Compassion literally means “suffer with” (from its Latin origin). It implies empathy, the ability to share in the feelings of someone else as if they were one’s own. This is the art of standing in someone else’s shoes, imaginatively experiencing their point of view.
It has been suggested that a brilliant way to achieve reconciliation in resolving conflict is to have each opposing party argue for the other’s point of view as passionately as if it were his/her own. What a wonderful way that might be of encouraging compassion!
Compassion can also be called sympathy, and technically means the same – yet sympathy has overtones of mere feeling – crying on each other’s shoulders – whereas compassion implies either taking action to help or exercising restraint in a situation where one has power over another.

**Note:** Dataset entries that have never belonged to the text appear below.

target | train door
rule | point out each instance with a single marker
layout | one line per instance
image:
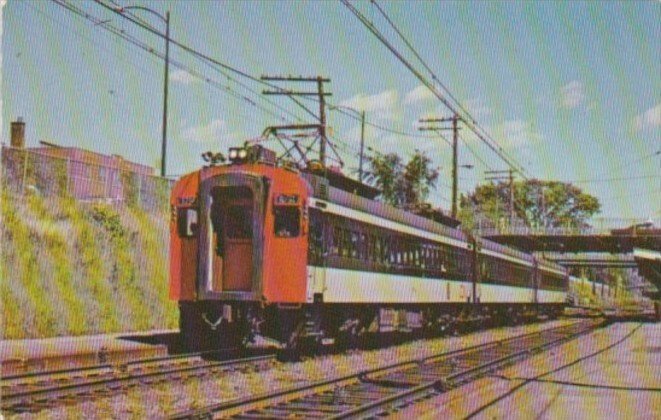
(232, 224)
(317, 258)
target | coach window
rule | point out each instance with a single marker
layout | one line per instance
(287, 221)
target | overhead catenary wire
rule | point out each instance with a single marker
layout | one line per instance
(475, 128)
(210, 61)
(422, 61)
(99, 23)
(215, 63)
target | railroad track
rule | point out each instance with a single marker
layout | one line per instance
(380, 391)
(32, 392)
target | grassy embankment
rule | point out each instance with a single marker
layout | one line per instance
(70, 268)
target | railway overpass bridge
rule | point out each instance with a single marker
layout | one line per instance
(638, 245)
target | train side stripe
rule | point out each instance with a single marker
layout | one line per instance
(384, 223)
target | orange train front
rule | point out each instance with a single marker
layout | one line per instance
(260, 250)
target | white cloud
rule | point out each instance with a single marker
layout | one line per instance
(572, 94)
(418, 94)
(215, 130)
(477, 108)
(182, 76)
(515, 133)
(384, 101)
(648, 119)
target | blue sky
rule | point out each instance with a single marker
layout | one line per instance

In this section of the book, we also have a study on “mercy”. Notice the word is used interchangeably with “compassion” in the parable of the Good Samaritan. How would you differentiate compassion from mercy – or are they really the same?
Who have you met or read about, whose life exemplifies Christian compassion?
What is the place for compassion in your life at the moment? Where does your heart cry out for it? Where are you needing to exercise it?
O God of righteousness, justice, and power, we thank you humbly for the compassion you have shown to us. You have stayed your hand when we chose greed and violence; you waited for us to learn better when we chose destruction and indifference. When we were lost in sin, you came to us yourself in Jesus, to teach us, heal us, and show us the way to heaven. Compassionate God, may we be transformed by the renewing of our minds into the likeness of your compassion, until we come to reflect the beauty of Jesus in the time and place in which we live. For we ask it in his holy name; Amen.